Makna Kekosongan

Selasa, 27 Desember 2022 – Pesta Santo Yohanes

175

Yohanes 20:2-8

Maria Magdalena berlari-lari mendapatkan Simon Petrus dan murid yang lain yang dikasihi Yesus, dan berkata kepada mereka: “Tuhan telah diambil orang dari kuburnya dan kami tidak tahu di mana Ia diletakkan.”

Maka berangkatlah Petrus dan murid yang lain itu ke kubur. Keduanya berlari bersama-sama, tetapi murid yang lain itu berlari lebih cepat daripada Petrus sehingga lebih dahulu sampai di kubur. Ia menjenguk ke dalam, dan melihat kain kafan terletak di tanah; akan tetapi ia tidak masuk ke dalam. Maka datanglah Simon Petrus juga menyusul dia dan masuk ke dalam kubur itu. Ia melihat kain kafan terletak di tanah, sedang kain peluh yang tadinya ada di kepala Yesus tidak terletak dekat kain kafan itu, tetapi agak di samping di tempat yang lain dan sudah tergulung. Maka masuklah juga murid yang lain, yang lebih dahulu sampai di kubur itu dan ia melihatnya dan percaya.

***

Kita mungkin pernah mengalami hidup yang kosong, tanpa makna, membosankan, dan terasa begitu-begitu saja. Segala yang kita lakukan tampak sia-sia. Meskipun kita sudah berjuang supaya mendapatkan hasil yang maksimal, namun hasil itu tetap terasa hampa. Kita lalu berpikir mengapa kita harus menjalani hidup yang tanpa arti ini. Percuma melakukan sesuatu, toh pada akhirnya sia-sia. Percuma memiliki niat, toh semuanya tidak berjalan sesuai harapan.

Hari ini Maria Magdalena, Petrus, dan murid yang lain mengalami pengalaman iman yang luar biasa berkaitan dengan Yesus yang mati dibunuh dan sudah dibaringkan di dalam kubur. Mereka memiliki harapan besar kepada Yesus selama menemani karya pelayanan-Nya di daerah Galilea dan Yerusalem. Harapan itu harus pupus karena kematian Yesus di kayu salib. Sekarang, makam-Nya pun kosong, tanpa jasad, hanya tersisa kain kafan dan kain peluh. Atas kejadian itu, reaksi murid yang lain adalah percaya bahwa Yesus telah bangkit. Murid yang lain itu adalah Yohanes, murid yang dikasihi Yesus.

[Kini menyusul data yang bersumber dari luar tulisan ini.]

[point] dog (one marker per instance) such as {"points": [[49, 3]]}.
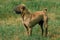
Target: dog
{"points": [[31, 19]]}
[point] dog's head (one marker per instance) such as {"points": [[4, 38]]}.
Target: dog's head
{"points": [[19, 9]]}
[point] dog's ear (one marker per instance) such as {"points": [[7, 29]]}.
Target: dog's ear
{"points": [[23, 8]]}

Masih dalam suasana Natal, pengalaman iman Yohanes tersebut mengajak kita untuk merenungkan bahwa kelahiran Yesus terarah pada kebangkitan-Nya. Inilah bukti kuasa Allah yang menyelamatkan manusia. Dalam peristiwa kehidupan sebagai murid Yesus, kita mengalami kelahiran dan kematian. Kedua pengalaman tersebut menumbuhkan harapan akan kehidupan yang akan datang. Jika hidup manusia hanyalah kisah kelahiran, pasti sulit bagi kita untuk menemukan harapan hidup akan peristiwa yang pasti terjadi selanjutnya, yaitu kematian. Sebaliknya, jika hanya berakhir pada kematian, di sana tidak ada harapan akan kehidupan baru. Karena itu, peristiwa kebangkitan Yesus menjadi kunci bagaimana cara manusia berharap akan kehidupan baru.

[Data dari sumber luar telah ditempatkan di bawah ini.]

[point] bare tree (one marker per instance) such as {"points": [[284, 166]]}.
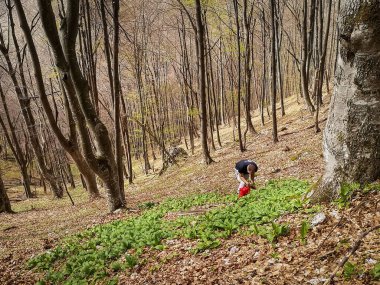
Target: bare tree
{"points": [[351, 139]]}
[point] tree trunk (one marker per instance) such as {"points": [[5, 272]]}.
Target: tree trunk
{"points": [[5, 205], [202, 81], [351, 140], [274, 79]]}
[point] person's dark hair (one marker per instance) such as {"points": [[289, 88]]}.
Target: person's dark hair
{"points": [[252, 167]]}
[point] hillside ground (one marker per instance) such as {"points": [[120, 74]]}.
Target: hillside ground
{"points": [[40, 223]]}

Kelahiran dan kematian terarah pada kehidupan baru, yaitu bangkit dan hidup bersama Yesus. Kita diajak untuk bersikap seperti Yohanes, yaitu bertindak dengan segera dan mengerti dengan cepat akan apa yang terjadi atas hidup kita dan akan apa yang terjadi di sekitar kita. Yohanes cepat mengerti bahwa kubur kosong itu pertanda kebangkitan Yesus. Karena tanggap akan situasi di sekitarnya, ia segera menyadari bahwa Allah telah melakukan karya yang besar. Tidak perlu waktu lama baginya untuk berpikir dan memutuskan pilihan imannya kepada Yesus yang bangkit.

Iman akan Yesus yang bangkit menjadi harapan bagi kita. Kita telah lahir, kita nanti akan mati, tetapi tidak selesai sampai di situ, kelak kita pun akan mengalami kebangkitan. Karena itu, kita diharapkan menjadi saksi kebaikan cinta Allah yang mau dituntun oleh-Nya dan melakukan karya-Nya. Dengan cara demikian, kita menyadari penyelenggaraan Allah setiap hari, sehingga hidup kita penuh makna, tidak terasa kosong, hampa, dan begitu-begitu saja.